I’ve done a lot of crazy things in my career to get ahead, and to be honest, I don’t regret any of them. Sure not all my crazy tactics worked, but I definitely owe a large part of my career success to the risky moves I took when I was just starting out.
My favorite risk is not one that I share often, but if I hadn’t done it, I probably wouldn’t be where I am today.
It was 2009 and I had been staff at my production company for almost six years, which is a lifetime in television production. I wanted to branch out and take the leap into freelance as a producer, director, and writer in the entertainment industry, but I knew I had some skills to brush up on.
I found a job posting that perfectly blended my experience working with HGTV and storytelling—except for the fact that it demanded I knew a certain editing program, which I didn’t. Like, at all.
Like, at all.
But, being desperate to get my name out there and further out in my career, I applied for the position, got the interview and proceeded to tell a few white lies:
“Yeah, I’ve totally used that program,” translation = touched it once, “But it’s been a while so I might be a little rusty on it.” translation = not since college 6 years ago.
To my surprise, they offered me the job and then I proceeded to spend the ENTIRE weekend getting my hands on everything I could to study up on so that come Monday, I would know that program inside and out. I spent hours at the library reading books on it, took an online course, and called up all my editor/writer friends and begged them to give me a tutorial. I even had an old coworker on standby should I need to phone for help come Monday.
In the end, I found that once I started the new job, all I needed to know was how to turn the program on and off and few minor things like pressing forward, rewind, and play.
See, had I not told that little white lie, had I not studied my tail off for the entire weekend, and had I not had the confidence that I was a good storyteller—regardless of the medium—I would have never had the opportunities that came from that job, which have included both of my direct bosses hiring and recommending me on other jobs that kept me working non-stop in the industry for years.
I have always been a firm believer in knowing what you want and going after it, and while there are definitely times you will (I have!) fall on your face, keeping the following in mind will help you move through your professional and personal life much smoother:
Be Unapologetic in What You Want
My whole life people have told me, “You’re never around, you work too much!” When I went back to school to add coaching to my skill set, people wondered why I would want to add more to my plate; I already had a great career.
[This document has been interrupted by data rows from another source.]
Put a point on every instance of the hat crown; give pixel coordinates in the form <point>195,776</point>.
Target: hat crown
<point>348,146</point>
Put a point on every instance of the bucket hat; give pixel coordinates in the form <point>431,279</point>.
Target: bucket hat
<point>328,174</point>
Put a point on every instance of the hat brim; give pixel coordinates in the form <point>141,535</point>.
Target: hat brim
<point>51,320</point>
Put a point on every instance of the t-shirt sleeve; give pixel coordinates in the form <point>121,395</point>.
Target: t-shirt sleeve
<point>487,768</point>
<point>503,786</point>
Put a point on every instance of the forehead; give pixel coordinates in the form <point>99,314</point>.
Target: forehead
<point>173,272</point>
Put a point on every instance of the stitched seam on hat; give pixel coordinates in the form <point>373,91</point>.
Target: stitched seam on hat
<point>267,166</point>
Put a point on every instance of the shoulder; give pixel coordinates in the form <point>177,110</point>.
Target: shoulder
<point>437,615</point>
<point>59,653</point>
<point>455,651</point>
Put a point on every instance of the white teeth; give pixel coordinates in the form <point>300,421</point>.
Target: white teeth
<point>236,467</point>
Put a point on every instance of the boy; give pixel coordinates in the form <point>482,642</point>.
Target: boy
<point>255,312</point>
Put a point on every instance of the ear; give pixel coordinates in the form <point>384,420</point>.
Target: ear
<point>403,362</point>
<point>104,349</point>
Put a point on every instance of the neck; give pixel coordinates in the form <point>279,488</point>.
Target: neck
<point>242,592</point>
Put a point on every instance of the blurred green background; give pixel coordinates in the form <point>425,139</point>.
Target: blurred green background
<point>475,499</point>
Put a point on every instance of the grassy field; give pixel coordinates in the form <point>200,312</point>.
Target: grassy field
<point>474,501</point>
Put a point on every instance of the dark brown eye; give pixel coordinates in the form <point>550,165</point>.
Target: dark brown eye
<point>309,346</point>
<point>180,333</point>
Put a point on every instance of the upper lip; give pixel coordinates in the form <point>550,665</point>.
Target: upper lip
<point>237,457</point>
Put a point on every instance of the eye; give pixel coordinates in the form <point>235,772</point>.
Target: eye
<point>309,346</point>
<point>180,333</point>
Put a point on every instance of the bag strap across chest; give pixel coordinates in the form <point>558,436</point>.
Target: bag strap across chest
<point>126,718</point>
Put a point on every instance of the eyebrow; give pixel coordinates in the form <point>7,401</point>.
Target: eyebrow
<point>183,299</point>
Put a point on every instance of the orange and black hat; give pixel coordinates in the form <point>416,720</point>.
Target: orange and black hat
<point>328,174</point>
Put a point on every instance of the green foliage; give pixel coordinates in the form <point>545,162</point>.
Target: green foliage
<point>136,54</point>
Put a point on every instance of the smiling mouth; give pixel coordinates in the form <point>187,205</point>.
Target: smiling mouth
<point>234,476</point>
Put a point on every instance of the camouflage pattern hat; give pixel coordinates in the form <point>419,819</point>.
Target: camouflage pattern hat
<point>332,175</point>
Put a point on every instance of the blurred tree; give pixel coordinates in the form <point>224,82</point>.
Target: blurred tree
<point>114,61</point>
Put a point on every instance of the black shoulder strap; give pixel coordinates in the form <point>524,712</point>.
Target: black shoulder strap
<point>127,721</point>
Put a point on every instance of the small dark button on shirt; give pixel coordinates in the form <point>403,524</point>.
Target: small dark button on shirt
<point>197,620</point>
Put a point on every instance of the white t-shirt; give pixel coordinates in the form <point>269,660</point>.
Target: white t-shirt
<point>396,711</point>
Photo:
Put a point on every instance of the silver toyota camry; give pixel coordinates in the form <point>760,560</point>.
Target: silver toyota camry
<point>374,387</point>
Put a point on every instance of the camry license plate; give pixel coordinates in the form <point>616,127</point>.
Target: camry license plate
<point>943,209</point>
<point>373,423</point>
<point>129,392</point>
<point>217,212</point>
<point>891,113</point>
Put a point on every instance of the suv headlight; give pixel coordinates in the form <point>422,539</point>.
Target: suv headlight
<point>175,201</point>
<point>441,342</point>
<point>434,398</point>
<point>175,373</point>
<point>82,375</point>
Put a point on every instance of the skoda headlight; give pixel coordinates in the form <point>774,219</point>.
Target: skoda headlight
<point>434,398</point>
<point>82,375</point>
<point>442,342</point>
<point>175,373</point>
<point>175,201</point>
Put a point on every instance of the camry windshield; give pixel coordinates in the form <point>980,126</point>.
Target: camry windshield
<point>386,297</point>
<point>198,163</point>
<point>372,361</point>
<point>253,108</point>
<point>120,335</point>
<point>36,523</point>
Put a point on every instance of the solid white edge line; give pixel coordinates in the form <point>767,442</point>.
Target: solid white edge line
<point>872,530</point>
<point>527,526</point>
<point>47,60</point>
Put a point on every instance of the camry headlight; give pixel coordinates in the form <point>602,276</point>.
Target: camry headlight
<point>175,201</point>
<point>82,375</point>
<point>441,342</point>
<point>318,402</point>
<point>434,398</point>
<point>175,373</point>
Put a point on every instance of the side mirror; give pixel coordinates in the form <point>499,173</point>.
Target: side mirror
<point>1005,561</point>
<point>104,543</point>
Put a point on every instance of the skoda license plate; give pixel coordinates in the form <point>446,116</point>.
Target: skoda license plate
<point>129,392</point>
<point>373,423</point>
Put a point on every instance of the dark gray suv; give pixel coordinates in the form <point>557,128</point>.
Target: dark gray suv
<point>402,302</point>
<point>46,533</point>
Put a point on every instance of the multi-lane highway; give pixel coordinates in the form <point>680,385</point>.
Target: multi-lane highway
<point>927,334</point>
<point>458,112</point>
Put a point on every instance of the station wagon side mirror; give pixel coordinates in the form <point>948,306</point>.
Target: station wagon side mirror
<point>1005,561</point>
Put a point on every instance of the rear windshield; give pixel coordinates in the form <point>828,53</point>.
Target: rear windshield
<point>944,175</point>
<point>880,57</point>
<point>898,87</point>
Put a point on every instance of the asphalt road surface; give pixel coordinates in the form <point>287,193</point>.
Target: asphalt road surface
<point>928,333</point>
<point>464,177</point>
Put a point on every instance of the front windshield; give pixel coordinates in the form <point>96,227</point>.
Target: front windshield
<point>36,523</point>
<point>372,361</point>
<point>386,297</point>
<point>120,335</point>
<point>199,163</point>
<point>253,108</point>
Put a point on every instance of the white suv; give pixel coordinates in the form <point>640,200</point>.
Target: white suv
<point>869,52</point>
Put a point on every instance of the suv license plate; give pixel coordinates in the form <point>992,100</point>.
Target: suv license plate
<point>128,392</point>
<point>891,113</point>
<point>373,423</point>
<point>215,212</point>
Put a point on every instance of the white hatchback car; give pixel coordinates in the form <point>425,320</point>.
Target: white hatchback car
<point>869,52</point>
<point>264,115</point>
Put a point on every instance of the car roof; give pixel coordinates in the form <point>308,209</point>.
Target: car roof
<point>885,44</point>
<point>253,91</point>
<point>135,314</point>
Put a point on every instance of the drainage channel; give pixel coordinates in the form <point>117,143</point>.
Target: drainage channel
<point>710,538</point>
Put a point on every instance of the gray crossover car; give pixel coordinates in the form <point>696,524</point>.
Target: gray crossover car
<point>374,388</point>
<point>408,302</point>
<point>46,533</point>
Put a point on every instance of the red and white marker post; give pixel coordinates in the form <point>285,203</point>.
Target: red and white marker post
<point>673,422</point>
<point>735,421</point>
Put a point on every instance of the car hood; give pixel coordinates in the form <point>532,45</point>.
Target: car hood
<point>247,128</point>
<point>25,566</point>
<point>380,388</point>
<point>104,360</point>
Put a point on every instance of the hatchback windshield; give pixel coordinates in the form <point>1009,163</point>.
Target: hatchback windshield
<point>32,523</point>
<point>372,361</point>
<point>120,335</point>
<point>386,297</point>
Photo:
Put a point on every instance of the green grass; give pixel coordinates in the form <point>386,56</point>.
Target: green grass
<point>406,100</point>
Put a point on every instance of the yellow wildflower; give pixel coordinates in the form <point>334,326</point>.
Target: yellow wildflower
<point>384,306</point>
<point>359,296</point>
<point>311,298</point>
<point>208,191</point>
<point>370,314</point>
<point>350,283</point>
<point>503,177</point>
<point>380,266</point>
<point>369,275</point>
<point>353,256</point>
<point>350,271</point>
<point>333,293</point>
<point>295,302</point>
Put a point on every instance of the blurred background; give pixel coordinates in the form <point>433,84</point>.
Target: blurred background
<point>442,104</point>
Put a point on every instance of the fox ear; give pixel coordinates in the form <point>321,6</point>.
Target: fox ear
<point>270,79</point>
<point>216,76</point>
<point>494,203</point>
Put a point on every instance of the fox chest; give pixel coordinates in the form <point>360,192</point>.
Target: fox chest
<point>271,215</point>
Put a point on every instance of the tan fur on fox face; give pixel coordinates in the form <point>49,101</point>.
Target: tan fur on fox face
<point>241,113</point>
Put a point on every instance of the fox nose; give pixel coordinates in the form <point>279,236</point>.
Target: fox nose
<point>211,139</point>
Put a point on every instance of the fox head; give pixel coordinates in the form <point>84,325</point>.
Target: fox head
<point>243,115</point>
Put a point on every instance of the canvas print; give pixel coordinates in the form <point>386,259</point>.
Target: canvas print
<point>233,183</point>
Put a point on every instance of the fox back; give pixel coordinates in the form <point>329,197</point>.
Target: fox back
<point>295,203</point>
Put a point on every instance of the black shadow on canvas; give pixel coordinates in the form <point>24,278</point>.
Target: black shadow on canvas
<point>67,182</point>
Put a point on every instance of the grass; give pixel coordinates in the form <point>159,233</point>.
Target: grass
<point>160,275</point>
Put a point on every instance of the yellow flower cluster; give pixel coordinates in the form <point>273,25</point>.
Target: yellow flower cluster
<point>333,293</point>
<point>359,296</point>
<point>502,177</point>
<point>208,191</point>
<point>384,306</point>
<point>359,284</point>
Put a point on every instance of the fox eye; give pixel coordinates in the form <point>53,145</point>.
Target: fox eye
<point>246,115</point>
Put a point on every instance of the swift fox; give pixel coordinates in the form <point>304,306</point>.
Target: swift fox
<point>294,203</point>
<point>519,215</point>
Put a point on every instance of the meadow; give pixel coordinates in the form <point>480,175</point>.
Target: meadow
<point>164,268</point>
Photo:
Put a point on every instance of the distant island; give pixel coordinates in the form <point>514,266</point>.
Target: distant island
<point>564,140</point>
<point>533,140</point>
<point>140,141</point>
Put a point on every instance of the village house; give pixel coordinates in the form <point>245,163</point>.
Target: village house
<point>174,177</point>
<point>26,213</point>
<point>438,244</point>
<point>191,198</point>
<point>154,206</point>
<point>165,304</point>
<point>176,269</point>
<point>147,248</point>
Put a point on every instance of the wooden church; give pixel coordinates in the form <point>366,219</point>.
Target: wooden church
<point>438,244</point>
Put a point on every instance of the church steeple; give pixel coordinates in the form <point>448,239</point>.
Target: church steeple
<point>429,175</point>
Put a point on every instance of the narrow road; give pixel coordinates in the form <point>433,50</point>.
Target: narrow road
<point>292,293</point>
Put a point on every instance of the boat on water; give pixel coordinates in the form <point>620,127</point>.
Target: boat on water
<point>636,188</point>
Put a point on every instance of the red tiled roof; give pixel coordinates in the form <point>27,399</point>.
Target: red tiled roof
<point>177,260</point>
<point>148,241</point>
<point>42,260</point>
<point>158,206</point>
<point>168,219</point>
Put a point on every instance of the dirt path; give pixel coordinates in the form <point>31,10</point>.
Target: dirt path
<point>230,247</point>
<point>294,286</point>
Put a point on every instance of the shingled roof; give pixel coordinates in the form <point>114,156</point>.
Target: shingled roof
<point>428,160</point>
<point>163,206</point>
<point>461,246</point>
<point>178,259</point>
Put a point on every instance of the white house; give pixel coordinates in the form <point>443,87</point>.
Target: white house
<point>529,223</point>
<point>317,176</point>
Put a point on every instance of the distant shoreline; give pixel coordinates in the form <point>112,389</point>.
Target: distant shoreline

It used to bother me in the beginning because what people weren’t seeing was my bigger picture.
I had a dream of being 100% in control of my career. I craved being able to help people with their creative process while still having my own. I was on a mission to create a career that worked for me, not the other way around.
It took me having to let those comments roll off my back and put my head down to do the work to get me where I’m at today. Had I listened to all the naysayers, I wouldn’t be living this life I’ve been able to create for myself.
People will freely share their opinions, ideas, and advice on what you should be doing and how you can be doing it better, but only you know what works for you.
“No” Doesn’t Mean “Never”
Look, I work in the land of rejection, and I hate to tell you that despite hearing it as much as I have, it doesn’t make it any easier. The thing to remember is no is only temporary. Even though when you hear no, it can feel like you’re hearing never, it just means not right now.
Find a way to remind yourself that there is always another way to get something done.
My rule of thumb is if someone slams the front door in your face, try the back door. Try the window. Climb the roof and go through the attic. Just don’t let someone saying no stop you.
When I was first started out in my career, I would do anything asked of me.
You want me to work seven days this week? Sure!
Need me to have my phone on just in case you want to hash something out at 10pm? Done!
Don’t schedule that holiday vacation to see my family because we might have a shoot pop up? Will do.
It took a quarter-life crisis meltdown for me to realize that the boundaries I was setting in my life weren’t for me, they were for work. Everything I did was to the benefit of my career. And if we don’t set boundaries for ourselves, inevitably, someone or something will set them for us.
Here’s the thing, not accepting no as the final answer and setting clear boundaries are going to rub some people the wrong way, but being unapologetic about what you want and going after it is what it takes to truly be boss.